All the above means that I have no reliable way to find out how other people feel about anything, because they might lie and I wouldn't know it, and even if they tell the truth, I might not understand them. I cannot find out how they feel about themselves. I cannot find out whether how they feel about themselves is different from how I feel about myself. And I'm not sure which parts of "how I feel about myself" qualify as "identity" or "sense of self", and which parts don't.

So what is "identity"? What is "sense of self" beyond "I exist"?

selffellatingouroborosofhate · 07/04/2026 23:33

Brainworm · 07/04/2026 23:16

Identity is simply your own sense of who you are.

For example - you might think of yourself as a serious or a funny person. Someone who hates small talk, or is sporty.

Being a mum, or a Harry Potter fan might form a big part of your identity. You could also be those things but these things not be a big part of how you see yourself.

Perhaps the question ‘describe what makes you you’ might help you think about your identity.

All this stuff is conditioned and culture-bound. It's not innate.

If I stop playing the trumpet and start playing the accordion, does my identity change?
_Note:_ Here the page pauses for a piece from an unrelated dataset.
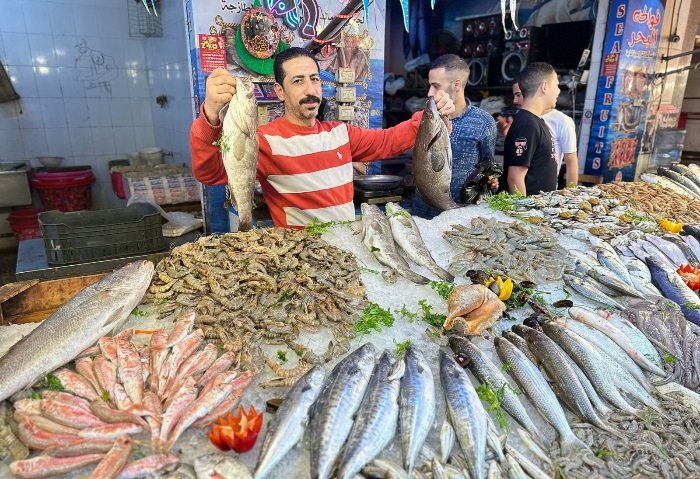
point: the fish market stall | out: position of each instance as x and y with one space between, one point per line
305 316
BettyBooper · 07/04/2026 23:36

selffellatingouroborosofhate · 07/04/2026 23:30

a sense of self

Descartes established that I can know that I exist because I am capable of posing questions about myself and the world. "Cogito ergo sum." I don't think that this knowledge of my own existence is what you mean by "sense of self".

I can infer that other people exist in material reality because they keep doing things that I would not imagine or dream of, even in my worst nightmares. If other people and their deeds were merely my hallucinations, the Holocaust wouldn't have happened.
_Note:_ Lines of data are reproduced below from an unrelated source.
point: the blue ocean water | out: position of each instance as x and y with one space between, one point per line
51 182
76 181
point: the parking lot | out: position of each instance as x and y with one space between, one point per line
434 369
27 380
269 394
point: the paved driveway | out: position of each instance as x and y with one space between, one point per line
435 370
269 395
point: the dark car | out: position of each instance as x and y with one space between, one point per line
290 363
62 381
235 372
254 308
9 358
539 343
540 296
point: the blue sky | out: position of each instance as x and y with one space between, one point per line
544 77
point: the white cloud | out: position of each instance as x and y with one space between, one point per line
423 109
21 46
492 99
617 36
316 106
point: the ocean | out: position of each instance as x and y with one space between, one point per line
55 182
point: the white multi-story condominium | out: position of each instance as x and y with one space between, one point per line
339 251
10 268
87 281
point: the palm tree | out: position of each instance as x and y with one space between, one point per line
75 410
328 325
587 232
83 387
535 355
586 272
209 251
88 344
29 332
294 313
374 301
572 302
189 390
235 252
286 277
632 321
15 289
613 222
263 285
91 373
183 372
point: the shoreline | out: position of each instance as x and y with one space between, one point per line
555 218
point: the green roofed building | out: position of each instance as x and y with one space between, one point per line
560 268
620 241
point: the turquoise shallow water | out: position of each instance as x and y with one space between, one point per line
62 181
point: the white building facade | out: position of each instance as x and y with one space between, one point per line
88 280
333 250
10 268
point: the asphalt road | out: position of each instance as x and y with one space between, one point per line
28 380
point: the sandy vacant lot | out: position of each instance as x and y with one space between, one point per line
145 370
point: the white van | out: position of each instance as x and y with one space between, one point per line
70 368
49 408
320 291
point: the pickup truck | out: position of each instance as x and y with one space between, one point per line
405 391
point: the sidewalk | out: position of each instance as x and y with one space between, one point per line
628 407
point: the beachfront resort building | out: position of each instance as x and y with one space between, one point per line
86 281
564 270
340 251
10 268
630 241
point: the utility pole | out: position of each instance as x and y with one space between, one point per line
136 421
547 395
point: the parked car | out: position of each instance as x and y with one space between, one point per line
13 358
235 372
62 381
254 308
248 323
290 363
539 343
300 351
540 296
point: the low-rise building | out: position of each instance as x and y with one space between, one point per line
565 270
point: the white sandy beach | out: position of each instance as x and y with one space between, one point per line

Given that other people exist, I can accept that the staff of the Adult Autism Service exist. They tell me that I am autistic. Their assertion is supported by my lifetime of completely failing to understand other people's intentions and behaviours, resulting in unpleasant and bewildering interactions with others. This situation is exacerbated by the reality that a lot of people lie a lot, about everything from marital fidelity to whether they like your outfit.

All the above means that I have no reliable way to find out how other people feel about anything, because they might lie and I wouldn't know it, and even if they tell the truth, I might not understand them. I cannot find out how they feel about themselves. I cannot find out whether how they feel about themselves is different from how I feel about myself. And I'm not sure which parts of "how I feel about myself" qualify as "identity" or "sense of self", and which parts don't.

So what is "identity"? What is "sense of self" beyond "I exist"?

Again, agree.

What is this 'identity' stuff? I think I missed a class... 😬

selffellatingouroborosofhate · 07/04/2026 23:38

BettyBooper · 07/04/2026 23:25

Trouble is, it could be false. Or at the very least shaky.

You might think of yourself as a reliable, loyal friend. Your friends might think, actually you're flakey.

Identity is not a good thing to centre imo. It centres too much personal opinion of oneself as objective truth. Humans are generally not good at being true about their own faults and behaviours.imho.

You are right, no one can assess themselves. We also can't really assess others. Look at Gisèle Pelicot, she thought she had a loving husband.

Identity is not a good thing to centre imo. It centres too much personal opinion of oneself as objective truth.

This. You can navel-gaze about who you think you are and would like to be, or you can run the vacuum cleaner, practice your scales, write that blues tune, and actually try to live the life you want to have.